I'd also like to make an announcement. 

SUNDAY, JULY 12 you're all invited to a special seminar at Portage County Outdoors. Microspoons Pro Staffers Carl and Nick Bachtel will be discussing Microspoons and how to fish them. There's also a chance that fellow Pro Staffer Ken "Chaunc" Smith will be joining us, adding his proven insight on working these special lures. 

The seminar will run from 10AM til 11, but we'll hang around and talk awhile afterwards so come out and say hello. You'll still have lots of time to head to West Branch, Berlin, Milton, or Walborn for the afternoon bite when we're finished!

Portage County Outdoors carries Microspoons, so you can pick up a dozen or two while you're there. 

Thanks to Portage County Outdoors and Microspoons for their support of OGF.


----------



## Big Daddy (Apr 6, 2004)

Just a reminder of the seminar Sunday, July 12. Nick and I are looking forward to seeing you there.


----------



## Bud Riser (Aug 28, 2009)

Big Daddy-What was your pattern when you got 'em please?
Thanks,
Bud


----------



## Big Daddy (Apr 6, 2004)

I incorporate Microspoons in all my crappie seminars. I have three this weekend at teh IX Center and am scheduling at least two more in April.

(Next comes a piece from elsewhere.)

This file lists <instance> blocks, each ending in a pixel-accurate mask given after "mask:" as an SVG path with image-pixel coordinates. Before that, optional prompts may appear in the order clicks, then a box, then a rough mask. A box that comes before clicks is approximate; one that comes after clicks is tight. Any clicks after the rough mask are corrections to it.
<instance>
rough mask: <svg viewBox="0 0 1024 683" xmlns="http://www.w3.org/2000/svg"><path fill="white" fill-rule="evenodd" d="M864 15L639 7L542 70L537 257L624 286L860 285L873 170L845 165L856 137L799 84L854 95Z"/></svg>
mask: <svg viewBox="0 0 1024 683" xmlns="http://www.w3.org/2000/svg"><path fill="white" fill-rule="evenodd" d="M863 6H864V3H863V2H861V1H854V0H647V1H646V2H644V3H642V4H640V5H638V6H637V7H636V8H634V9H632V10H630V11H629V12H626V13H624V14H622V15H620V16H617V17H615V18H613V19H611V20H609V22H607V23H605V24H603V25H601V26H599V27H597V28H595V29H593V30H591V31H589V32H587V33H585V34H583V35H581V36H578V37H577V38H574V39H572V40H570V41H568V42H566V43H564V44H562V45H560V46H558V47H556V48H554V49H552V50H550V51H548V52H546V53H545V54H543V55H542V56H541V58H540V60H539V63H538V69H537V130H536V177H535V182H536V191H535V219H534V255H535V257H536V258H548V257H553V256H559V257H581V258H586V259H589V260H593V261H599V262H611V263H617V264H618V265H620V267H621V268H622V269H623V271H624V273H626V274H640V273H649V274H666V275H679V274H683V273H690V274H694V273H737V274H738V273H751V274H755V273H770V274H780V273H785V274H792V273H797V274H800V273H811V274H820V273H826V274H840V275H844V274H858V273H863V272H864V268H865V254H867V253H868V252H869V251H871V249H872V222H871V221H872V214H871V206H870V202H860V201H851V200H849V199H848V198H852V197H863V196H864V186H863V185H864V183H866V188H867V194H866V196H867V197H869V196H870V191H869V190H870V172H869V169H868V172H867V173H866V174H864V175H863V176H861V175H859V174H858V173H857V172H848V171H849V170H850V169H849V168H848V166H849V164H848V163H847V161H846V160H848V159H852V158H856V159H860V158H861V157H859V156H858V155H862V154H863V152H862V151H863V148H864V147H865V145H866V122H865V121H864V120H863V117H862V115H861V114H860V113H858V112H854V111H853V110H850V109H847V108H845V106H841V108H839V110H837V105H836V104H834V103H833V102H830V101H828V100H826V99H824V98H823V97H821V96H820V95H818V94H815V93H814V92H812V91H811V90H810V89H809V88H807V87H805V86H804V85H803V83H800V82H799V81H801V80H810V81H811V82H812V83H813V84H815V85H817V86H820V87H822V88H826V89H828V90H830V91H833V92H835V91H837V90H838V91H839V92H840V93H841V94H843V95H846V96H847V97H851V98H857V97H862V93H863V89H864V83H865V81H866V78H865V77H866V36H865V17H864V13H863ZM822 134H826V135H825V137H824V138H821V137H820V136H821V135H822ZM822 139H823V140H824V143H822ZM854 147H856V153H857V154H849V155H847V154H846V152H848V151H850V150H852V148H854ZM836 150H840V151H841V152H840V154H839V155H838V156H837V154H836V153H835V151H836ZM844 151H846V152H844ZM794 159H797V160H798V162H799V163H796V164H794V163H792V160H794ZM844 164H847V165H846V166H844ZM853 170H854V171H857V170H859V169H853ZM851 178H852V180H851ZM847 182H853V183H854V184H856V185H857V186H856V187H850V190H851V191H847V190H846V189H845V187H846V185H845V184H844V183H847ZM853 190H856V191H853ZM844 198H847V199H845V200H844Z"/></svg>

Microspoons are a very versatile lure. You can drift/long line troll with them using a Carolina rig set up, or you can fish them ubder a bobber, or you can cast/retrieve through suspended fish. I have had the best success using them under a slip float tipped w/ minnow or crappie nibble. Second most success drifting over deep points or brush, again tipped with minnow.

For more tips on how to fish them, try www.microspoons.com.


----------



## Pole Squeezer (Jun 21, 2008)

Thanks Big Daddy, Maybe I'll get a chance to get some of those microspoons live. I ordered some 4 weeks ago, went out of town for 2 weeks, looking forward to seeing my spoons when I got back home. No spoons, so I thought they might have been delayed in shipping, waited another week, then decided to hit the resolution center at paypal. Afterwards, my payment was refunded, though I never received and email stating why. I don't know if the stock ran out, or what. There needs to be a way one could check on the delivery status of an order from this site. Even an email telling me there was a problem would have helped.


----------



## jeffrobodeen (Sep 7, 2006)

Big Daddy,
What are your favorite go to colors & sizes when you tip with a minnow or crappie nibble?
Thanks, Jeff


----------



## Big Daddy (Apr 6, 2004)

I prefer the hook size 4 when I'm crappie fishing. You can tip either with minnow or nibble. 

Colors, I always like chartruse, Black, and green. They have LOTS of color choices and a lot of that is what YOU feel confident in, not only what works. I'd throw white in there too. It's all about variety, but those 4 colors I'll pretty much use.


----------



## FishandHunt59 (May 16, 2009)

Big Daddy, What is the address for Portage County Outdoors? I,m from Mansfield an am not familiar with the area! Thanks!


----------